Three prisoners charged with murder of child killer Kyle Bevan


Three prisoners have been charged with the murder of a convicted child killer in a high-security West Yorkshire prison.

Kyle Bevan, 33, was found dead in his cell in HMP Wakefield on Wednesday morning. He was two and a half years into a minimum sentence of 28 years for murdering his partner’s two-year-old daughter, Lola James, in the family home in Haverfordwest, Pembrokeshire, in 2020.

Wakefield is a category A prison, one of 10 in the UK with the highest security in place.

West Yorkshire police said they were called to the prison at 8.25am on Wednesday after receiving reports that a man had been found dead in his cell.

Mark Fellows, 45, Lee Newell, 56, and David Taylor, 63, have been charged with Bevan’s murder. They all identify as white British men and were inmates at HMP Wakefield, the force said.

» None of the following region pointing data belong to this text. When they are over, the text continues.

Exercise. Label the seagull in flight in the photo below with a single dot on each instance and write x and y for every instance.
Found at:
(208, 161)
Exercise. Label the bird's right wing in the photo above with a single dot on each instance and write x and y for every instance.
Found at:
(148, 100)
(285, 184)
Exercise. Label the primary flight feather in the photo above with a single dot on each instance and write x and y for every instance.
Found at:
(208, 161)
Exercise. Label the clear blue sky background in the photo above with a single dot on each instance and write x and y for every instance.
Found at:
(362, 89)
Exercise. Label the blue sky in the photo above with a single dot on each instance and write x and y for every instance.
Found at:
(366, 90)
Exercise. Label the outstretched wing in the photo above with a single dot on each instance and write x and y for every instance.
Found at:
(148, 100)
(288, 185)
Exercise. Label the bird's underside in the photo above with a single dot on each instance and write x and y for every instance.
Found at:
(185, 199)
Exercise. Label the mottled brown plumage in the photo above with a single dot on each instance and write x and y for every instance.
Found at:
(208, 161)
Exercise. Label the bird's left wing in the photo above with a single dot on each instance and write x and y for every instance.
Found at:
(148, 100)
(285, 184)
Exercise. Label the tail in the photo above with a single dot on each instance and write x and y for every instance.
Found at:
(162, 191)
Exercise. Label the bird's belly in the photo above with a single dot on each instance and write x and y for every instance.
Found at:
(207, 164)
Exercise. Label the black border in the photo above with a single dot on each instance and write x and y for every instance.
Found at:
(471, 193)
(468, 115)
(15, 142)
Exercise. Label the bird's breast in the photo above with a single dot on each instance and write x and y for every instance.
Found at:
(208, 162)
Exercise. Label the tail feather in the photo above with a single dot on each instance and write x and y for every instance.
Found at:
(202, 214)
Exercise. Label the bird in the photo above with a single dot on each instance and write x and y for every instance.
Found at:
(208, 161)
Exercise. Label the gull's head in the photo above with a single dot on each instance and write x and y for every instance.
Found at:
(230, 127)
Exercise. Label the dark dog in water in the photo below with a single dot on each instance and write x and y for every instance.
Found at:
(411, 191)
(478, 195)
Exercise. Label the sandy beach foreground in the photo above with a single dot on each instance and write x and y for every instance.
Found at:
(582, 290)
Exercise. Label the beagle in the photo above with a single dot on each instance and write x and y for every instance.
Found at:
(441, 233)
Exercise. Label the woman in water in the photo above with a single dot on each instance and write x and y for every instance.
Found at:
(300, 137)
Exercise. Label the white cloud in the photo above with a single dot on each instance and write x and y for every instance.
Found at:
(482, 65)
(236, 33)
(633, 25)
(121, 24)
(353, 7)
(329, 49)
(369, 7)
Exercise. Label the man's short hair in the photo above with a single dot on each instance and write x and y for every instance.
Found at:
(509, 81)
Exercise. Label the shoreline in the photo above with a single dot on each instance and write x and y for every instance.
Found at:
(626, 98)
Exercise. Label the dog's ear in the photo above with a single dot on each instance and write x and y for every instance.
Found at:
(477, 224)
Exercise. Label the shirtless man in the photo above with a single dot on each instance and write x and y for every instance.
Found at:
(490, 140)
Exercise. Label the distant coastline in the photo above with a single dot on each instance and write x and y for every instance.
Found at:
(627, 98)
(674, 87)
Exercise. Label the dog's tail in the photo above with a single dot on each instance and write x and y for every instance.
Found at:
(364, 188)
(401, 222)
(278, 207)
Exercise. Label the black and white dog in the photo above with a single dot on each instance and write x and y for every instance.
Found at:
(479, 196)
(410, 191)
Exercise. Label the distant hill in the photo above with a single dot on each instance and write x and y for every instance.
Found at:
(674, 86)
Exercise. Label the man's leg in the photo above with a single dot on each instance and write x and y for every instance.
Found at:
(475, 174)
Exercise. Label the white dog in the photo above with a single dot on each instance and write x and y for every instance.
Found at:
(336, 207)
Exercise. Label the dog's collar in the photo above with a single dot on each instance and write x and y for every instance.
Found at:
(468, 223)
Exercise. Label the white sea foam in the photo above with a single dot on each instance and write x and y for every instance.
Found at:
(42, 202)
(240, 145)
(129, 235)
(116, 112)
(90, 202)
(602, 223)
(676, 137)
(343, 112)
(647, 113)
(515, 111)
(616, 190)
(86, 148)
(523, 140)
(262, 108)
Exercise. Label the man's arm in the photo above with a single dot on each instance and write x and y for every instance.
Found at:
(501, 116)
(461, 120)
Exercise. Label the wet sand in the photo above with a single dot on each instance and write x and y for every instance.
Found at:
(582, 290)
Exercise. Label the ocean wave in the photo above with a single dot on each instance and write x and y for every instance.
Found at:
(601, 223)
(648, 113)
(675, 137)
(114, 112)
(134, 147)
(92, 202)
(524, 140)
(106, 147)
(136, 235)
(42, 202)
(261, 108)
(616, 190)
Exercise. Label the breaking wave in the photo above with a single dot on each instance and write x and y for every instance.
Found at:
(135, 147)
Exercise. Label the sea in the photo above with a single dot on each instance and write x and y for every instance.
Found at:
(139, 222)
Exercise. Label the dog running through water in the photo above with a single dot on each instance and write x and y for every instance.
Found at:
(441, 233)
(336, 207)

The three men were remanded into custody and are due to appear at Leeds magistrates court on Friday.

Last month a convicted paedophile, the former Lostprophets singer Ian Watkins, was stabbed to death at the same prison.

Watkins, from Pontypridd, was jailed for 29 years in December 2013, with a further six years on licence, after admitting to a string of sexual offences, including the attempted rape of a fan’s baby.

Inmates Rashid Gedel, 25, and Samuel Dodsworth, 43, have been charged with murdering Watkins and are due to face trial next May.

At Bevan’s sentencing in April 2023, the court heard that he had inflicted the sort of injuries usually seen in car crash victims or people who had fallen from a significant height. He beat his stepdaughter into a coma, a judge said.

Lola, described in court as a “happy, beautiful and busy little girl”, was found to have 101 external injuries, “catastrophic” head trauma and extensive damage to both her eyes.

The judge at Swansea crown court, Mr Justice Griffiths, said: “He [Bevan] started to hurt Lola at midnight and he carried on until she was unconscious at 6.30am. This was a sustained, deliberate and very violent attack.”

A recent inspectorate of prisons report into HMP Wakefield, published in September, found that “levels of violence had increased, and many prisoners did not feel safe”.

It added: “There were too few places in work and education activities, and the regime was not managed effectively; around half the population was locked up during the working day. The prison’s infrastructure had declined and required investment; security, living conditions and the functioning of workshops were all affected.”